Oh snap...it really is an area effect. I'll have to read the fine print next time.

Although, I don't think everyone was within 20 feet of the weasel, though.


----------



## Jimmy Disco T (Sep 25, 2014)

Oops, I didn't spot this either. But we'll go with epicbob's idea, and say that the area of effect only catches the weasel and Rolen - who as an Elf, is immune. Kerri was close as well but we'll assume Robert targets the spell to not include her.


----------



## Jimmy Disco T (Oct 11, 2014)

Quick question to everyone - are my posts getting too long and overly detailed for a play by post? I've mostly been waiting to hear actions from everyone then making a long post, often with different things happening to different players all at once.

Is this a good way to do things, or should I perhaps be joining in (perhaps after each player, or every couple of players) with more posts, but shorter ones?

Feedback for a first time play by post DM is welcomed!


----------



## Brother Dave (Oct 11, 2014)

I think it depends on whether or not we are in combat.  Seems fine to me so far.


----------



## industrygothica (Oct 11, 2014)

I like your posts. Detailed and engaging.  Keeps me interested.

That being said, there might be some things you could do to speed things up a little. For instance, you've got access to all of our characters.  You might consider going ahead and rolling initiative for us and including that in your post, rather than wait for each of us to roll ourselves and then turn around and wait again for each of us to act in turn. Saves a whole round of waiting. and we get to dive right into the action.

When I was DMing my pbp games, as a general rule, if a roll was at my request (initiative, skill check, saving throw, etc.) I went ahead and made it for you. If it was something my players wanted to do, then they supplied the roll with the request.

Sometimes I did away with the initiative all together.  First to post is the first to act; bad guys go last. That was a LOT easier to do with my 3e games than 4e, what with all the conditions and extra crap that 4e had to offer... and I would think that it'd be fairly easy in 5e as well, since a lot of that stuff has gone.

In general, anything you can do to speed up a game, the better off you are.  If you can call it a complaint (which it's not), then that would be my only one.  Everything else is top-notch as far as I'm concerned.

I hope at least some of that makes a little sense.


-IG


----------



## Brother Dave (Oct 13, 2014)

[MENTION=6749529]Jimmy Disco T[/MENTION] - As a general rule, please feel free to make any and all initiative, saving throw, and required skill check rolls for me if it will help speed up the game.  When I'm rolling physical dice I prefer to roll them myself, but it doesn't matter so much with electronic die rolls.


----------



## Li Shenron (Oct 14, 2014)

I am ok too with the DM rolling in place of the PCs if you want.


----------



## Brother Dave (Oct 14, 2014)

[MENTION=6749529]Jimmy Disco T[/MENTION] - do you want us to post our actions in initiative order, or go ahead and post our intended actions when we can and let you sort them into initiative order?


----------



## Jimmy Disco T (Oct 14, 2014)

Thanks for the positive feedback everyone - I've noted down who is happy for me to take their rolls for them.

For combat, I would say either post in initiative order, or if you want to post early and 'buffer' an action until your turn arrives, that will work too - personal preference.
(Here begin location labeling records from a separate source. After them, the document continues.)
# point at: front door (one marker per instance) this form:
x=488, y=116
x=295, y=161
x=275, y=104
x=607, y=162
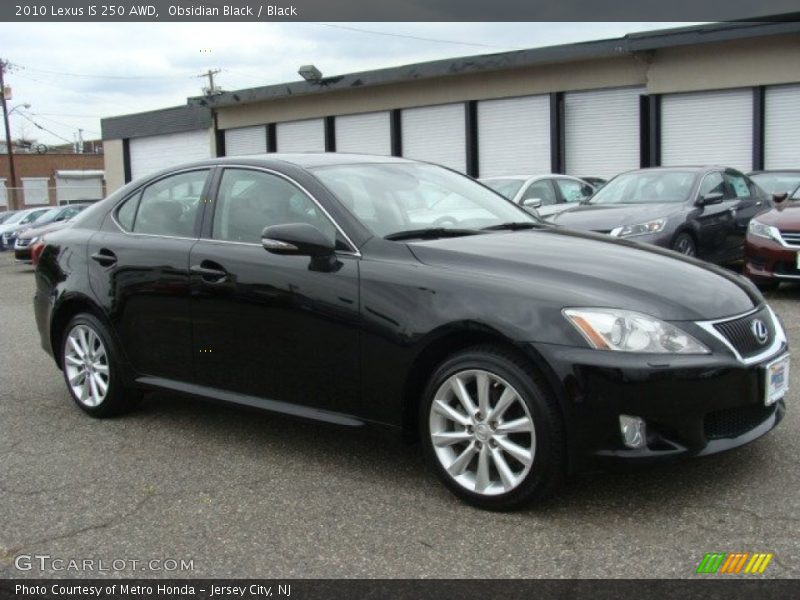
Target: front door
x=275, y=327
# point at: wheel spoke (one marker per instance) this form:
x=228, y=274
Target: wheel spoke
x=521, y=454
x=448, y=438
x=506, y=399
x=521, y=425
x=461, y=463
x=462, y=394
x=482, y=480
x=482, y=381
x=506, y=475
x=447, y=411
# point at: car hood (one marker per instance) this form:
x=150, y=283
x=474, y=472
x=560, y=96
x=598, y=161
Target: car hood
x=568, y=268
x=784, y=216
x=605, y=217
x=37, y=231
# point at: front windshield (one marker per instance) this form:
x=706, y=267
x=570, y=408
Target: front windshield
x=777, y=183
x=506, y=187
x=389, y=198
x=645, y=187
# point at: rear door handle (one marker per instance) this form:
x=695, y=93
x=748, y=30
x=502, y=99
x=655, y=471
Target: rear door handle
x=208, y=274
x=105, y=257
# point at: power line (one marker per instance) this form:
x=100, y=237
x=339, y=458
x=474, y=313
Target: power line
x=96, y=75
x=413, y=37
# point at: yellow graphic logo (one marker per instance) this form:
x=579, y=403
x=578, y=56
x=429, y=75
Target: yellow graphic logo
x=734, y=562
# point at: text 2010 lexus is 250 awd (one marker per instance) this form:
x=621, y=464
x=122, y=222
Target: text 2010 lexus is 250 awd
x=301, y=284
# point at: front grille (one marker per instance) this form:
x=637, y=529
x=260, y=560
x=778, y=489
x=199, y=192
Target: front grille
x=739, y=333
x=733, y=422
x=791, y=237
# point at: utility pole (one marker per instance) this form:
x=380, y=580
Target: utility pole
x=12, y=174
x=211, y=90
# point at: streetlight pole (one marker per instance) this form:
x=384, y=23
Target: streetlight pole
x=12, y=174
If an action you've chosen obviously doesn't make sense (if you declare an attack on an enemy that gets killed by an ally before your turn) then of course you can change your mind. 

I'm assuming that sometimes it will be quicker for everyone to declare upfront, but other times people may well want to wait and see how the turns unfold. I'll be flexible. With a bit of common sense it shouldn't be too difficult to sort things out!


----------



## Jimmy Disco T (Oct 29, 2014)

Hi all.

I imagine you all want to get into the actual adventure asap so I'll try to wrap up the prologue as soon as I can. Once you're done with the gnoll camp I can 'fast forward' time and pick things up again outside of Greenest if you would prefer? I'm just very aware that you've all signed up to play HotDQ and we've technically not even started it yet...!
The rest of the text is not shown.